Lead Isotopes in North American Precipitation Record the Presence of Saharan Dust

Sean R. Scott, Jason P. Dunion, Mark L. Olson, David A. Gay

Research output: Contribution to journalArticlepeer-review


Atmospheric dust is an important mass transfer and nutrient supply process in Earth surface ecosystems. For decades, Saharan dust has been hypothesized as a supplier of nutrients to the Amazon rainforest and eastern North America. However, isotope studies aimed at detecting Saharan dust in the American sedimentary record have been ambiguous. A large Saharan dust storm emerged off the coast of Africa in June 2020 and extended into the southeastern United States. This storm provided a means to evaluate the influence of Saharan dust in North America confirmed by independent satellite and ground observations.
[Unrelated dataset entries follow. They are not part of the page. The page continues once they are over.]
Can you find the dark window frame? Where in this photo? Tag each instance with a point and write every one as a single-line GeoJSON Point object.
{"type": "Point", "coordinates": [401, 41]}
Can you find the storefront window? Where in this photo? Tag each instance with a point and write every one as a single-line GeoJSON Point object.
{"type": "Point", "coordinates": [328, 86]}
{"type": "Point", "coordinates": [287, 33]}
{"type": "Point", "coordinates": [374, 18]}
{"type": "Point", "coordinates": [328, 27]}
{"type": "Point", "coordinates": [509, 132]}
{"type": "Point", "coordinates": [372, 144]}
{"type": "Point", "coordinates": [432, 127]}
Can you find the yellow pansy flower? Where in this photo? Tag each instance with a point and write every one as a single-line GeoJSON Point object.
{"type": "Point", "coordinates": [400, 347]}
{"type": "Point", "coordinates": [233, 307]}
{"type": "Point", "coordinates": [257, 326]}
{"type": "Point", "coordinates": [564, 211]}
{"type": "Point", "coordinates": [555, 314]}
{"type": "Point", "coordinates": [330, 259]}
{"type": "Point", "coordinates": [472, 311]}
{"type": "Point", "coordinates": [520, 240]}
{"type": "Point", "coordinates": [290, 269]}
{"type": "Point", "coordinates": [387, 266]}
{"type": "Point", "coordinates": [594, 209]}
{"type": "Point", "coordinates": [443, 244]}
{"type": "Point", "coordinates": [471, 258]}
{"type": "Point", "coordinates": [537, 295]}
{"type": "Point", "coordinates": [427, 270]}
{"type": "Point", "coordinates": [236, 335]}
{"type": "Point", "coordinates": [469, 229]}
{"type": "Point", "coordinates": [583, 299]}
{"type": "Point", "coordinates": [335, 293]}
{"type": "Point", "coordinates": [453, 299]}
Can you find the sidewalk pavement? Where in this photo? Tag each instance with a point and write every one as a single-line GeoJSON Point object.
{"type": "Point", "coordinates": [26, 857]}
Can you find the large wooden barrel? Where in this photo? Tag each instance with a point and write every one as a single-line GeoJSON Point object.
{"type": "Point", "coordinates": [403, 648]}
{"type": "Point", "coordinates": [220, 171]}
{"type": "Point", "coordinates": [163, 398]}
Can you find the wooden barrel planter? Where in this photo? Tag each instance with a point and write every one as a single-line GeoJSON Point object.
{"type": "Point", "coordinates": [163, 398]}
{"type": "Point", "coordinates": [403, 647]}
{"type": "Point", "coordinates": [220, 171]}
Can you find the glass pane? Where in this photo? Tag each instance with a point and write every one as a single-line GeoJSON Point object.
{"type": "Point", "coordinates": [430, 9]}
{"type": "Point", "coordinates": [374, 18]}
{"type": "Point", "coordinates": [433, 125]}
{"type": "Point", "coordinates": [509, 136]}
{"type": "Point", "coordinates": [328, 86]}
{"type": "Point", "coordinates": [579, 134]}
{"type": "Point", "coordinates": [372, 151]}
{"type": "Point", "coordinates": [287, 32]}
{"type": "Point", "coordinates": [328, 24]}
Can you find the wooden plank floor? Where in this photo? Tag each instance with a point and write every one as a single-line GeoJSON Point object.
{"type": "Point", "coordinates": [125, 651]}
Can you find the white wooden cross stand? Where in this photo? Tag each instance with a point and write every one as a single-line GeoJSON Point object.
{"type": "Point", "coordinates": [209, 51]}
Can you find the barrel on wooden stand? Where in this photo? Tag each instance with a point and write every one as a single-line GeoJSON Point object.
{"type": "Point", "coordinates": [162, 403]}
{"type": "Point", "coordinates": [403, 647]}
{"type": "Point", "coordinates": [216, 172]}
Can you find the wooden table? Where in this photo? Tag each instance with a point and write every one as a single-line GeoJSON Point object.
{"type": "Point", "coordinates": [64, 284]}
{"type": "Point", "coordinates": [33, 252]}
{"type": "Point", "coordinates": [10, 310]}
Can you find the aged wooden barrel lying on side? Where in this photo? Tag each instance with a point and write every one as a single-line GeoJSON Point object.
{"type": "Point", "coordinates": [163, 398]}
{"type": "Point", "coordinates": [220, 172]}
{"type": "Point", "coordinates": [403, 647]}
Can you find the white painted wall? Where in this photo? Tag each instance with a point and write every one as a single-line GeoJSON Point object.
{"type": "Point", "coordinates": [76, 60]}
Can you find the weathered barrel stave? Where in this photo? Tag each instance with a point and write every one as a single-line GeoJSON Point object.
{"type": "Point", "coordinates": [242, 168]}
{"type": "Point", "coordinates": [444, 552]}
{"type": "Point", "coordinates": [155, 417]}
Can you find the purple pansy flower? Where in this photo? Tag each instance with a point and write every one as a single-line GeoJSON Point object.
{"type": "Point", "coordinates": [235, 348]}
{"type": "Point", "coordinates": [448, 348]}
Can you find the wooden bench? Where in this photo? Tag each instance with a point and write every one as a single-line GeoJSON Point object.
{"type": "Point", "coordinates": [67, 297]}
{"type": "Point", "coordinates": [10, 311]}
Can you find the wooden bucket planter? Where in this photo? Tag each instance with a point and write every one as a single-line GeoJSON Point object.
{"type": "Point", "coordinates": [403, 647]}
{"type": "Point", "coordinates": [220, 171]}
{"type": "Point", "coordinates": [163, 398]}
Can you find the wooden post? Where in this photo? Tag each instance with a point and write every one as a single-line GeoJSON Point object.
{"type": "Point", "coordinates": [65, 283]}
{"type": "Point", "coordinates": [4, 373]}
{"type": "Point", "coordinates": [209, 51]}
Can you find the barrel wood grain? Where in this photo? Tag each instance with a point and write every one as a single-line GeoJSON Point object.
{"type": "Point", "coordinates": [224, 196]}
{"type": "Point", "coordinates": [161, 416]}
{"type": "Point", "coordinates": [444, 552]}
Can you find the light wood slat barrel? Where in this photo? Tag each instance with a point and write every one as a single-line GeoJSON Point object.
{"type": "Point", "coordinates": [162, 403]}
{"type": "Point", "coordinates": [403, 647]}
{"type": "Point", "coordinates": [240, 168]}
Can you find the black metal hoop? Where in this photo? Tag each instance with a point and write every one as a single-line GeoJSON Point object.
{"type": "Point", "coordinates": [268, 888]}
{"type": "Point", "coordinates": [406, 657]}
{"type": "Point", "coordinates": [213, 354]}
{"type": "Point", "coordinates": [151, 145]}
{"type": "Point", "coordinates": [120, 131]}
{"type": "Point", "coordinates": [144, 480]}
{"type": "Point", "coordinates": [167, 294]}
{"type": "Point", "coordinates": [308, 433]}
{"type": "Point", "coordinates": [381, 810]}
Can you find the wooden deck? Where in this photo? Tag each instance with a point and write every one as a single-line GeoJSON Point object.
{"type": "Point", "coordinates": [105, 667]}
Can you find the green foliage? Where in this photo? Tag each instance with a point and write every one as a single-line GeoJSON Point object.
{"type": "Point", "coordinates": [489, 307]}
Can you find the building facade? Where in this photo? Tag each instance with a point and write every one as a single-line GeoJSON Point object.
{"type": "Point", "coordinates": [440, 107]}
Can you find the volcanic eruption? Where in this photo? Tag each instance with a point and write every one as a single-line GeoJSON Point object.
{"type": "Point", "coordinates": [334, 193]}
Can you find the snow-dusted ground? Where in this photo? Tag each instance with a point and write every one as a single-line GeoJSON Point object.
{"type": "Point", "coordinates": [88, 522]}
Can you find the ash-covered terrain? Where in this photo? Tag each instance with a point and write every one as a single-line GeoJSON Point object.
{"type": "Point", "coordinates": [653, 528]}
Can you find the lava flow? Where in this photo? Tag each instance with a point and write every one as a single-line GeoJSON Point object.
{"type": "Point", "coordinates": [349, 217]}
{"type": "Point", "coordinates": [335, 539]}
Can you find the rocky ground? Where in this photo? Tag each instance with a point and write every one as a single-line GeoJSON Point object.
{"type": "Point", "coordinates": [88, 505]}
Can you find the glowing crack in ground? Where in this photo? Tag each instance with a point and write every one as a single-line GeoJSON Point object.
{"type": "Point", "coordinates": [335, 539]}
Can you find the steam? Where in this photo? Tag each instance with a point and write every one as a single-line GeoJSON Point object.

Precipitation samples from 17 sites within the National Atmospheric Deposition Program (NADP) were obtained from throughout the southeastern United States prior to, during, and after the arrival of Saharan dust. Precipitation samples were measured for their lead (Pb) isotopic composition, total Pb content, and 210Pb activity using multicollector inductively coupled plasma mass spectrometry. We measured a significant isotopic shift (approximately 0.7% in the 208Pb/206Pb relative to the 207Pb/206Pb) in precipitation that peaked in late June 2020 when the dust blanketed the southeastern United States. However, the magnitude and short time period of the isotopic shift would make it difficult to detect in sedimentary records.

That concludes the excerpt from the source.